The City exists. The Panopticon tried to hide it. I have photographs. This realization has been creeping up on me. When the impossible happens, your mind wants to disbelieve it, in spite of the evidence.
Fuck this shit, I know know what happened, no matter how much I hoped I was actually crazy. I mean, I probably am a little crazy, but my sanity was at least nailed down a little more solidly before November of last year. Creepypasta, a long hallway, and a shadow I thought was Slender Man...I mentioned that already. Freaked out, decided to duck into the computer room and smack the light switch. Wrong door. Wrong Door, really. The light didn't come on. And then it wasn't the right room. And then there was another door. I wasn't on the proper floor of the building. I wasn't near my apartment anymore, didn't know any of the buildings.
It got worse. Much worse. Days of fucking worse. Are the Convocation edible, or do pigeons and ravens manage to get lost in the City too? Whichever it is, I caught one.

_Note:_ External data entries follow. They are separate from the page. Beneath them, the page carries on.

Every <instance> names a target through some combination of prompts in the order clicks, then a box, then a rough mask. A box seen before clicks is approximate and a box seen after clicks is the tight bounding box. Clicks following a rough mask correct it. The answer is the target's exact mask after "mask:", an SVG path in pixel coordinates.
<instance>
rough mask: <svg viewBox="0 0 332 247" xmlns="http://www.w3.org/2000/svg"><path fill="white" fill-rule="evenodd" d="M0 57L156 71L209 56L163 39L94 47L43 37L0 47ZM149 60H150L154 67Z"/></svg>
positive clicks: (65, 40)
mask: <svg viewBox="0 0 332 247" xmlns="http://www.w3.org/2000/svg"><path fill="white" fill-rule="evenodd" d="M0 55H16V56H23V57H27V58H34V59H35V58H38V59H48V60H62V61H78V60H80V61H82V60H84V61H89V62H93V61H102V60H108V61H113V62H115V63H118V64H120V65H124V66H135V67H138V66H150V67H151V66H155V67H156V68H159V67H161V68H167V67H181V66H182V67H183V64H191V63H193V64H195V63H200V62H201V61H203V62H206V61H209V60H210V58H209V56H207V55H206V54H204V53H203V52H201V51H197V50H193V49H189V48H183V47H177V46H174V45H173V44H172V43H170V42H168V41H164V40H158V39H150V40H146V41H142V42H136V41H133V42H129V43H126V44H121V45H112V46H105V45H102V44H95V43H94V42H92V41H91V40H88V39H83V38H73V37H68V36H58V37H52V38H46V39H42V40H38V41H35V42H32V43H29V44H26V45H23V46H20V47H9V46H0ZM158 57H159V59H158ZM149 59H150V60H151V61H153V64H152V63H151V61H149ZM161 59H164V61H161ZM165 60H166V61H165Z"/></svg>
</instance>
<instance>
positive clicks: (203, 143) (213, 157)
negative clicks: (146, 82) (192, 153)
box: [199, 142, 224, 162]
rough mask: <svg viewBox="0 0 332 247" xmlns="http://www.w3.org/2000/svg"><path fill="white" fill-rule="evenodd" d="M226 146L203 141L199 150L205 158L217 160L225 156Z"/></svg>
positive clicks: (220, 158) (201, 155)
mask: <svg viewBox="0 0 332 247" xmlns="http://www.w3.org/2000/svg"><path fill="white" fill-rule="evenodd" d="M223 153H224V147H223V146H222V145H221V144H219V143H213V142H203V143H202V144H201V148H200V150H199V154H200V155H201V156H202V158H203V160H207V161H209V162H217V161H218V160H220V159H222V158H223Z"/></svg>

There's a pattern there. I've read about the City being alive. I think it's a parasite. Parts of the world become part of it. It connects to them, copies them. No door leads out of the City, they say. Nothing ever comes back. Unless the City wants to let you go.
I don't think that's the case. I recognized pieces of everywhere I went in the City. Not that I went far. It's not random, the places it uses. I only traveled a block, and it all still looked a lot like home. No people, though, and a weird kind of light that doesn't make shadows.
It's like there's only two real directions there. Chaos and order. Meticulously look for a way out. Meticulously observe your surroundings. Maybe a borderline case of OCD helps. Getting out made it a hell of a lot worse, I can tell you that.
But one night, long enough to get hungry again after the corvid, I found my way to a Door, in a long hall. It was across from another door, a closet, and that door was six inches from a third door. An open door led to a laundry room. It matched perfectly with the place I'd left. And when I opened the Door again, I walked into my computer room. The light switch worked.
If I don't know exactly where I am at all times, I worry I'll find my way back to the City. Little rituals help me trust my memory, help me keep everything orderly. Things were normal long enough that I started to think that the worsening of my obsessive behavior almost overnight was just stress. The final project that semester was a bitch, after all.
But, I had to check, just to be sure it was all my imagination. And it turns out that this shit is real, and I am in no way prepared to deal with it. Consequently, I am freaking the fuck out, and my mask of competence is slipping.
So, Proxiehunter, that's why I'm pretty sure the obsessive behavior isn't EAT.